Mr. Ridgeway continues to describe how "Areva--the French state-owned nuclear giant responsible for the waste sites in Normandy and Champagne, as well the two plants that had leaks this month--is positioned to take full advantage of the US nuclear revival."

Areva has already obtained "several major contracts to supply fuel to current US nuclear facilities, and signed on to build a $2 billion uranium enrichment plant in Idaho. ...

There's much more, including Ridgeway's observation that this push to go nuclear derives in part from Dick Cheney's 2001 (secret) Energy Task Force.

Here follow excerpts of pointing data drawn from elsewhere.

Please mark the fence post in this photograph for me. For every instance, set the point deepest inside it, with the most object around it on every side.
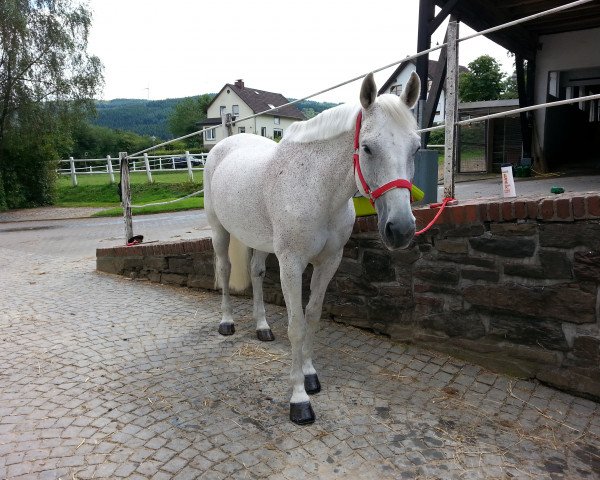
(188, 160)
(451, 109)
(109, 169)
(148, 172)
(227, 126)
(126, 195)
(73, 174)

Follow the money and you'll find out who's benefiting from all of this -- many of which are closely-related to or involved in the Bush administration.

Ridgeway also notes that the French are rethinking their commitment to nuclear energy. "Anti-nuclear protests seem to be on the rise in France, against both new nuclear plants and the high-risk transportation of radioactive fueld and waste."

Is nuclear energy a necessity? Are there other options out there? Are those other options off the table because the Bush administration has already committed itself to the corporate pirates who will make out like the bandits they are in the surge to go nuclear?

When push comes to shove, we do NOT know yet all of the ramifications of going nuclear! We do KNOW that it's dangerous as hell and that accidents happen and that we might "accidentally" end up raising a generation of children, all of which suffer from maladies such as leukemia!

It appears likely that if we choose to go nuclear, we will go out, either with a bang, or with a whimper.

What should sane people do?

Please read the entire article by Mr. Ridgeway here.

1 comment:

Anonymous said...

You have scared me! Perhaps a requirement of any approval for a nuclear plant should include a provision that all backers must live in close proximity to the plant for generations to come. Let the risk be taken by those that are convinced it is safe. I really do not know the answers. Once upon a time, I trusted the scientists. Now I am not sure that scientists know it all. We have science being questioned re climate change, global warming, evolution, and now nuclear problems. What does the Bible say about nuclear energy? Has anyone asked the popular ministers what they think?
In general, drilling and nuclear will take years before we get any benefits and even those benefits will not solve the entire problem of energy. Why not immediately start on solar, wind and new combinations of fuel that can be started quickly with government’s help? We could be solving part of the problem while working on the long term solutions. If we can get a portion of our fuel problem solved, then perhaps we can produce enough old fashioned fuel to be self-sufficient. We could start by uncapping capped wells and drilling in all the current oil leases; building new refineries and stopping the export of any oil from Alaska or the continental USA. We could also immediately work on cleaning up coal, even if that took some governmental subsides. Either we, as a nation have a problem or we don’t. Open the discussions and get the profit notions out in the open, so we can work on national security re energy.